Indecent proposal: così Dan e Ryan Friedkin capiscono al volo. Lo scambio Dzeko-Sanchez con l’aggiunta dalla Capitale di un paio di milioni (la differenza tra i due stipendi, tassazione agevolata del cileno inclusa) o il prestito di Pinamonti ha in chiave romanista i caratteri della proposta indecente. Premetto che nello scontro tra il centravanti e Fonseca siamo dalla parte dell’allenatore che, oltre alle offese, ha dovuto digerire atteggiamenti intollerabili sul campo: nelle ultime uscite il capitano degradato, più volte tutelato pubblicamente dallo stesso Fonseca, non ha lottato come i compagni, ha più brontolato che corso, risultando un corpo estraneo anche alla partita.
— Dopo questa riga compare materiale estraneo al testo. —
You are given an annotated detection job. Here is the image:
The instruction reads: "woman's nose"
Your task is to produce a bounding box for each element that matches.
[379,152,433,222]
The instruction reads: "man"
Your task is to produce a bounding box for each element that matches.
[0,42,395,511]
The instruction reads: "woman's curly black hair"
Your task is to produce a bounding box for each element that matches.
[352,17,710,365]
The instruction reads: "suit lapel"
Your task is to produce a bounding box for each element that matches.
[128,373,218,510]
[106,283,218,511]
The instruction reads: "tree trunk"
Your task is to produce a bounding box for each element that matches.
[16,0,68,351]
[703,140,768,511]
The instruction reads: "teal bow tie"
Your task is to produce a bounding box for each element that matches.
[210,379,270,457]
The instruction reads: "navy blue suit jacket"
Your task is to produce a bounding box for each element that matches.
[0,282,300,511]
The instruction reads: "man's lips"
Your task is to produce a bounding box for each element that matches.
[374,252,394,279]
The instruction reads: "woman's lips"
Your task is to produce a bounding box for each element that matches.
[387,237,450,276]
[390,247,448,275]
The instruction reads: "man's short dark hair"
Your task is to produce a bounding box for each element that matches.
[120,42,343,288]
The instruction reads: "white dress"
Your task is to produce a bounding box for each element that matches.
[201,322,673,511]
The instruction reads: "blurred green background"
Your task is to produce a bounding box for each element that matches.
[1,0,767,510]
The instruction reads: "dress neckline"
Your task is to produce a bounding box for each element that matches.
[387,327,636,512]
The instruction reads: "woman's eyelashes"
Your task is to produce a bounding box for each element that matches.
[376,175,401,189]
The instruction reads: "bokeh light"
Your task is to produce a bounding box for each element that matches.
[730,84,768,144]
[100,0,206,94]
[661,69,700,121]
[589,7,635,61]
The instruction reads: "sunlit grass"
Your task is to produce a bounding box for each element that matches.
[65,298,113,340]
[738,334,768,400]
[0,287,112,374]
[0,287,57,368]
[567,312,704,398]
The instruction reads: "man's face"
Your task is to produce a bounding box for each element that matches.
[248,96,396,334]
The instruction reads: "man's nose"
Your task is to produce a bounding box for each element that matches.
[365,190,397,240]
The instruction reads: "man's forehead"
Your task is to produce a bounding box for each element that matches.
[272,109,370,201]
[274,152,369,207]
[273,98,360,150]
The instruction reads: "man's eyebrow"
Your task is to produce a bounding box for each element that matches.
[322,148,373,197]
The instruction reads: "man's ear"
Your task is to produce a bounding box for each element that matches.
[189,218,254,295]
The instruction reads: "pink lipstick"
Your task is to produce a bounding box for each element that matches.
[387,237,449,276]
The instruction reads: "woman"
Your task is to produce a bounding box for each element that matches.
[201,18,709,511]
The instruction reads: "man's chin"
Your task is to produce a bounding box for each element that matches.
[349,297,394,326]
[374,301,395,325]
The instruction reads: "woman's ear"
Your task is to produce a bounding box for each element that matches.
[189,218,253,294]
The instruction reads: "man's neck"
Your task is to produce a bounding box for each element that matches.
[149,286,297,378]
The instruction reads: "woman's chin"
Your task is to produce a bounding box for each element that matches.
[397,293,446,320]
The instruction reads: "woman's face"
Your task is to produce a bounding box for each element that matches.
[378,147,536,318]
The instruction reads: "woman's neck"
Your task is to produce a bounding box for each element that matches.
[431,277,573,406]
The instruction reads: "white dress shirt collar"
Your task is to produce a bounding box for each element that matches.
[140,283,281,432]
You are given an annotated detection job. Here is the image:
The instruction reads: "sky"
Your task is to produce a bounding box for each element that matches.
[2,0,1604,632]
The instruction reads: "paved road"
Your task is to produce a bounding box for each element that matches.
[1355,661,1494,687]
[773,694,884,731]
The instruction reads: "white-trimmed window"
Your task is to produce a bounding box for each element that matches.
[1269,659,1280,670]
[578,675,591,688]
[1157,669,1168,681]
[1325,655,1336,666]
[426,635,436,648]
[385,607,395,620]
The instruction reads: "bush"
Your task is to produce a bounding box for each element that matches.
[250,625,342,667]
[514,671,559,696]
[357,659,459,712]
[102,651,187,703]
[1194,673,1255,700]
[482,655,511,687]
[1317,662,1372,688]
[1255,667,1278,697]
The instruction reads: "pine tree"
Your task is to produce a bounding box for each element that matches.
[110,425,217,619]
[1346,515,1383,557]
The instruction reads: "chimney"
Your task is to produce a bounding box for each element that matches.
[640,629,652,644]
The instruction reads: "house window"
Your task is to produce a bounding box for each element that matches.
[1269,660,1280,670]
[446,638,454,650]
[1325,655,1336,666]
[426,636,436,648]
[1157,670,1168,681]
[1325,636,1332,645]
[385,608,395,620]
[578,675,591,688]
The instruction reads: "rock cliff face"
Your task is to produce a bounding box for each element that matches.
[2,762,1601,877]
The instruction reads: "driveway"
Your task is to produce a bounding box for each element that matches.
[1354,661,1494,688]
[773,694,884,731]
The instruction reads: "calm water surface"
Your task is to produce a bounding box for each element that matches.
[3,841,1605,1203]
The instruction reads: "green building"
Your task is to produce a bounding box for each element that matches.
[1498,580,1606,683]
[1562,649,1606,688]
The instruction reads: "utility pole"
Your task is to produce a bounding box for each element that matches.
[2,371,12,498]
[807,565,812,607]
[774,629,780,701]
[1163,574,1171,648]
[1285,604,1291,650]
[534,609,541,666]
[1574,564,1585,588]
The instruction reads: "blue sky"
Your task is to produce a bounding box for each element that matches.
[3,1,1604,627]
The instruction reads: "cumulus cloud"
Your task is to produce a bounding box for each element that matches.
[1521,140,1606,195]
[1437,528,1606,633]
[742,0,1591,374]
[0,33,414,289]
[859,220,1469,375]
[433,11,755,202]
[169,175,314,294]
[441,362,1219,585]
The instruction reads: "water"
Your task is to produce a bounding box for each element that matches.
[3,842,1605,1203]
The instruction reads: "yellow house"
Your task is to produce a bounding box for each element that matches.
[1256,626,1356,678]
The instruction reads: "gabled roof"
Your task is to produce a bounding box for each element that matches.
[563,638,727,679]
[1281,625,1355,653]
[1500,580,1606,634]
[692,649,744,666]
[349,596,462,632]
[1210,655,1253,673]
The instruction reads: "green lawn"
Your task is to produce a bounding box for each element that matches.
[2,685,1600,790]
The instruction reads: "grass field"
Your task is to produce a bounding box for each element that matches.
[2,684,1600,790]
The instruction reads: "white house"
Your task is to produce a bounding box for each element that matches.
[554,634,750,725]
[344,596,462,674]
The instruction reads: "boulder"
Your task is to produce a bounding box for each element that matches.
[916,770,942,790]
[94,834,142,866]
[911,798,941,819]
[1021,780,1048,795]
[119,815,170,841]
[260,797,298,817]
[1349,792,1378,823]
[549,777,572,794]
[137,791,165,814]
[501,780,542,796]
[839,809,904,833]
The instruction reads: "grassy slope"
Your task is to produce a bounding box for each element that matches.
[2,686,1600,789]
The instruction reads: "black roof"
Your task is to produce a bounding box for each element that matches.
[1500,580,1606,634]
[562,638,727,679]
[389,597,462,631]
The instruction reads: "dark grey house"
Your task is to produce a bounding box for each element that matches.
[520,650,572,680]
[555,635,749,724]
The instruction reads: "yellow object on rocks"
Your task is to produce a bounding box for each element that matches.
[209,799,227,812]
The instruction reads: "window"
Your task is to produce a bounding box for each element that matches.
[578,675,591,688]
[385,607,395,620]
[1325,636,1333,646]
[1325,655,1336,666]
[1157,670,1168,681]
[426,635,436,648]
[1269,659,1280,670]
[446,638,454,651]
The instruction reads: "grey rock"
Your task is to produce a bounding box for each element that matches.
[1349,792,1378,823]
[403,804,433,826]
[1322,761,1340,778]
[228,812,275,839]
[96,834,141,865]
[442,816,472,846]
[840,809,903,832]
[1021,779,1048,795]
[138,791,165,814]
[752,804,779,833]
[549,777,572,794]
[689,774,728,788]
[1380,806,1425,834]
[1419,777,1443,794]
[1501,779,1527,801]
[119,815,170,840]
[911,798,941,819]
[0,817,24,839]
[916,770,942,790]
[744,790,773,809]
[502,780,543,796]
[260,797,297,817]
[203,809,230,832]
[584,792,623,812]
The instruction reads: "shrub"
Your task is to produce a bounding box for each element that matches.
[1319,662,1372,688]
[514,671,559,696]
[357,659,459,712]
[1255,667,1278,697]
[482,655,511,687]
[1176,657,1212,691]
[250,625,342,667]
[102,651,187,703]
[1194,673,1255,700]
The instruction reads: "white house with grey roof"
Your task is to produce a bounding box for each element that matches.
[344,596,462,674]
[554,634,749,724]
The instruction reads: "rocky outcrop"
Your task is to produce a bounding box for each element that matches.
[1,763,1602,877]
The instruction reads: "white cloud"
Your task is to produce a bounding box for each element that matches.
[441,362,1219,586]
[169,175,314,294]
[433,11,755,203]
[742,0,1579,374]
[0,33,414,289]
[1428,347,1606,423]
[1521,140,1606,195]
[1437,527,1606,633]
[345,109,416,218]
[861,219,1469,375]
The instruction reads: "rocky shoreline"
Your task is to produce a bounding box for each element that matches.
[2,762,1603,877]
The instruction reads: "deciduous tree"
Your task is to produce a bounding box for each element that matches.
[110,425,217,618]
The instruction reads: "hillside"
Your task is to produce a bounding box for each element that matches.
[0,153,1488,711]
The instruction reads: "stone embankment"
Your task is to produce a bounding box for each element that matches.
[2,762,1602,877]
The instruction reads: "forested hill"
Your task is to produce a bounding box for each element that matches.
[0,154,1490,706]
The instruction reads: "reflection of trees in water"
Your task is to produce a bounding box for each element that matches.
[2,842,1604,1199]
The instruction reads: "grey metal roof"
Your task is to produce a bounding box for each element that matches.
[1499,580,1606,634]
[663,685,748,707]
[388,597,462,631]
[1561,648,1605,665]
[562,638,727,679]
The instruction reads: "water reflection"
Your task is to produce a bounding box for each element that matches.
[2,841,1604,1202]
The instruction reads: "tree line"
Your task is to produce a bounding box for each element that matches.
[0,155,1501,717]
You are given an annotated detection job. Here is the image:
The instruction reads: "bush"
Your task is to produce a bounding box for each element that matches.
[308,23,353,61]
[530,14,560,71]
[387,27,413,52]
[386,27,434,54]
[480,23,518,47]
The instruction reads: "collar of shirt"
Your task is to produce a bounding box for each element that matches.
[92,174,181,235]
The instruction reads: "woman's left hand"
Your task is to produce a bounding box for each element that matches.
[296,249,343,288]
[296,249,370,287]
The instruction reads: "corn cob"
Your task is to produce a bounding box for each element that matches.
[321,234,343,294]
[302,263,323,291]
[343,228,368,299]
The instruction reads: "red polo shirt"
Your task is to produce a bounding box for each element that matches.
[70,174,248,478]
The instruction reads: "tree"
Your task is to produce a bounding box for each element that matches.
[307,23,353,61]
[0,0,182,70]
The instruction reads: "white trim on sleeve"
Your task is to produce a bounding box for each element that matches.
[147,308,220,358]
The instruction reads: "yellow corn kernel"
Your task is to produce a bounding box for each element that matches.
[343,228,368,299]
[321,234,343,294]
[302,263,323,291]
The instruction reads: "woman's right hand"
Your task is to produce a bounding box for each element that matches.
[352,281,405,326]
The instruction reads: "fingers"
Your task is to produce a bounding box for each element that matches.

Ma vengo al punto: soltanto sei mesi fa un agente di fiducia del club si presentò con 17 milioni e mezzo della Juve per Dzeko, al quale la Roma aveva da poco garantito un rinnovo triennale da 7,5 a stagione. L’ad Guido Fienga, che nel primo periodo dei Friedkin si era dovuto occupare anche delle pulizie di Trigoria, oltre che del mercato, non avendo trovato un’alternativa di pari livello (Milik fu stranamente “ricusato”) non li accettò e in seconda battuta convinse Edin a restare rammentandogli lo sforzo economico sostenuto per trattenerlo (la terza volta in meno di due anni, peraltro). A distanza di poco tempo, la stessa Roma affidata a Tiago Pinto, che è quasi coetaneo di Dzeko, 36 e 35 anni, dovrebbe consegnare la prima punta all’Inter, concorrente diretta nella corsa al posto Champions, per ricevere la terza scelta d’attacco di Conte.
Dzeko vuole andar via e Fonseca, uomo di princìpi, chiede giocatori disposti a dare tutto per la squadra, nel rispetto di ruoli e compiti: il rapporto è attualmente compromesso, ma l’esempio, indicato dai più, dell’Atalanta con il Papu non regge: la nuova Roma non è ancora una società strutturata e non ha in casa l’omologo di Dzeko (l’Ilicic di Gomez, per intenderci). E poi se uno scambio del genere si dovesse realizzare a pagarne le conseguenze non sarebbe Dzeko, bensì proprio Fonseca che di fronte alle prime cadute verrebbe accusato di averlo incoraggiato.
Il calcio non ha memoria e coltiva un solo valore, quello del profitto. Del risultato sportivo. Riflessione finale con tanto di incroci rischiosi e possibili effetti collaterali: alla Roma è tornato El Shaarawy, che per caratteristiche occupa in prevalenza la posizione di Mkhitaryan, il quale con il 70% delle presenze e in assenza di un progetto convincente a fine giugno potrebbe svincolarsi.
L’affollamento sulla trequarti costringerebbe inoltre Pellegrini, che ama muoversi tra le linee, ad arretrare: non gradirebbe. Sanchez è un surrogato di Pedro e tra pochi mesi rientrerà Zaniolo. Sempre lì: sul centrodestra. Alla fine Diana Murphy accettò la proposta indecente di John Gage. Ma si divertì di più lui.